Sahide Goekce (décédée) c. Autriche et Fatma Yildirim (décédée) c. Autriche, dont les décisions ont été rendues en août 2007, sont deux affaires similaires qui ont été présentées par des organisations luttant contre la violence familiale au nom de femmes tuées par leur époux. Dans les deux cas, bien que la police soit intervenue à de nombreuses reprises en réponse à des plaintes pour sévices et menaces, et que les victimes aient obtenu de nombreuses ordonnances de protection, toutes les demandes déposées en vue de faire placer en détention et poursuivre les auteurs des violences avaient été refusées par les responsables des autorités locales.
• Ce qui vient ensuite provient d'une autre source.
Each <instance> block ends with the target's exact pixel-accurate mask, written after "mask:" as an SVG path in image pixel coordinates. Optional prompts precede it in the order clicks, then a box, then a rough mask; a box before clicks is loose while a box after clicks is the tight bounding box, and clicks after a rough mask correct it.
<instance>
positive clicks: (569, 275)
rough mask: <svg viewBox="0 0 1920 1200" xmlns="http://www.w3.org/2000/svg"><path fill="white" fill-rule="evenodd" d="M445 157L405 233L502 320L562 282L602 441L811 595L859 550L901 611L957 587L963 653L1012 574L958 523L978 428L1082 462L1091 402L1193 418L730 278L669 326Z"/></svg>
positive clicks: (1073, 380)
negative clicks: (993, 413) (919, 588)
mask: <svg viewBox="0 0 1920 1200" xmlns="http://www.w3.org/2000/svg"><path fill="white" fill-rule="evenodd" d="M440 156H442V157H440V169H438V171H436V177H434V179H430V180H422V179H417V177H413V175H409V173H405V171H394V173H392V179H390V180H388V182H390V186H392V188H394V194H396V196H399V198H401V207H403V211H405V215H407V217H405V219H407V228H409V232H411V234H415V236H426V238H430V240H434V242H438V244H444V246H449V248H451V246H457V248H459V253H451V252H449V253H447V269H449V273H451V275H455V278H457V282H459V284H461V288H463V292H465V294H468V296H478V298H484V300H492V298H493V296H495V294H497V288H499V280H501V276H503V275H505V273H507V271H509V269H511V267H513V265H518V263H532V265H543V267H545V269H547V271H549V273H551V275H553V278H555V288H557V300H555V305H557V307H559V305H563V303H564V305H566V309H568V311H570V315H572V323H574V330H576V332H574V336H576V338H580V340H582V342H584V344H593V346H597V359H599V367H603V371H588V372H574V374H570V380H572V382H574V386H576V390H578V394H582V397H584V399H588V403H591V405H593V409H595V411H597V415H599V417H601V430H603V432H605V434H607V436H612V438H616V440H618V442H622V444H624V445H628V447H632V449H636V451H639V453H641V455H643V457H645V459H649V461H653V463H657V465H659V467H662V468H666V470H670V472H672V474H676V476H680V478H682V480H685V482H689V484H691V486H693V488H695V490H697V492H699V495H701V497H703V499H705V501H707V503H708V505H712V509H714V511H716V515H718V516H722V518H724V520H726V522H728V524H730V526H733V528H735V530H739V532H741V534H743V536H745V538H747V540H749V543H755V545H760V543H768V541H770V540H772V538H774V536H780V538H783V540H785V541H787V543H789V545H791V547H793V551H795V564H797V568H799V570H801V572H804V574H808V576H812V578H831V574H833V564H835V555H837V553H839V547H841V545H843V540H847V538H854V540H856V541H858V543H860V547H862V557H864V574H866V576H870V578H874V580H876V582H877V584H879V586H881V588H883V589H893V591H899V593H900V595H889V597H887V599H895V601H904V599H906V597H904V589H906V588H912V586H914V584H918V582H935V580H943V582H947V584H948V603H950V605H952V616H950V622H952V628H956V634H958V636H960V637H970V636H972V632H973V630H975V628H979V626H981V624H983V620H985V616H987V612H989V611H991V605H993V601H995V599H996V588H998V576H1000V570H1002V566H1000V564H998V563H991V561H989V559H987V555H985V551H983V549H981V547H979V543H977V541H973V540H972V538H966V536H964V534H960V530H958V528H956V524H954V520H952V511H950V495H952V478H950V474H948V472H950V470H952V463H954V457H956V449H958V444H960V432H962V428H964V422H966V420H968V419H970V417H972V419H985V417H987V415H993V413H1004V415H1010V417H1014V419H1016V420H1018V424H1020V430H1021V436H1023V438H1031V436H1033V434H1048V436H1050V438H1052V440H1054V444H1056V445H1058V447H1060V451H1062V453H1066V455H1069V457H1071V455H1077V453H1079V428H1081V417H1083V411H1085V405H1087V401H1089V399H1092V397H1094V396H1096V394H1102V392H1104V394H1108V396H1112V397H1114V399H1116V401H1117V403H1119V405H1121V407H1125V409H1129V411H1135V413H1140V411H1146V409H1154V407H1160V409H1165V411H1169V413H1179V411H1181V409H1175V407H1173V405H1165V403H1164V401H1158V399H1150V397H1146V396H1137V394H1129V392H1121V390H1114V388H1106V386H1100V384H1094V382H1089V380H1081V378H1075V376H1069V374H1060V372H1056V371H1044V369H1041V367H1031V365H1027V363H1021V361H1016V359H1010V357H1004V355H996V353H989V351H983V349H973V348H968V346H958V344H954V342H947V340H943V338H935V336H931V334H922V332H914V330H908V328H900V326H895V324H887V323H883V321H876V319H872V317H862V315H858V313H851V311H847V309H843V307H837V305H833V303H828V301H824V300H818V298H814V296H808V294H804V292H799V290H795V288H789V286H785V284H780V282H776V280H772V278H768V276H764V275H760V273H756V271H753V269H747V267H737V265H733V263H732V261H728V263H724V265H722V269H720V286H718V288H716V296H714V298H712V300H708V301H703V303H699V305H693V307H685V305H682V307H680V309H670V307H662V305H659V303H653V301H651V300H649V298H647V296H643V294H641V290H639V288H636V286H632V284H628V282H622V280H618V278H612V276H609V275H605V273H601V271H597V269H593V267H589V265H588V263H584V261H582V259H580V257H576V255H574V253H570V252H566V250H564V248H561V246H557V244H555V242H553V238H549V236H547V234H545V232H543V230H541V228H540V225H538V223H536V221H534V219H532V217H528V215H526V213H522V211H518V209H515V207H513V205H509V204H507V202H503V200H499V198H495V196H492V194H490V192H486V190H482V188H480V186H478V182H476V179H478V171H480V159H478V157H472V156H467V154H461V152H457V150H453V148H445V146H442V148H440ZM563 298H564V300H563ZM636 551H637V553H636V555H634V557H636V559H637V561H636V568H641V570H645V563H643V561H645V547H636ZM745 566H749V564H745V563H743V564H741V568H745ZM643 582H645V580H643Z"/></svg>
Les auteurs de la plainte affirmaient que l’Autriche n’avait pas su prendre les mesures suffisantes pour protéger la vie et la sécurité des victimes, poursuivre efficacement ceux qui avaient violé leur droit à ne pas être victimes de violences sexistes, et plus globalement protéger la sécurité des femmes. Le Comité a estimé qu’alors même que l’Autriche disposait d’un système acceptable de lutte contre la violence et les mauvais traitements, elle n’avait pas su faire en sorte que les personnes chargées d’appliquer ce système agissent de façon à assurer une protection efficace aux victimes prises isolément. En conséquence, l’Autriche avait violé un certain nombre des dispositions de la Convention. Le Comité a recommandé à l’Autriche d’améliorer l’application et le suivi de sa législation en matière de violence familiale, de renforcer les programmes de formation et de prendre des mesures pour améliorer l’application de la loi, notamment en renforçant les poursuites à l’encontre des auteurs de violences familiales.
Voir : Les décisions du CEDAW (en anglais), StopVAW, The Advocates for Human Rights, 2008.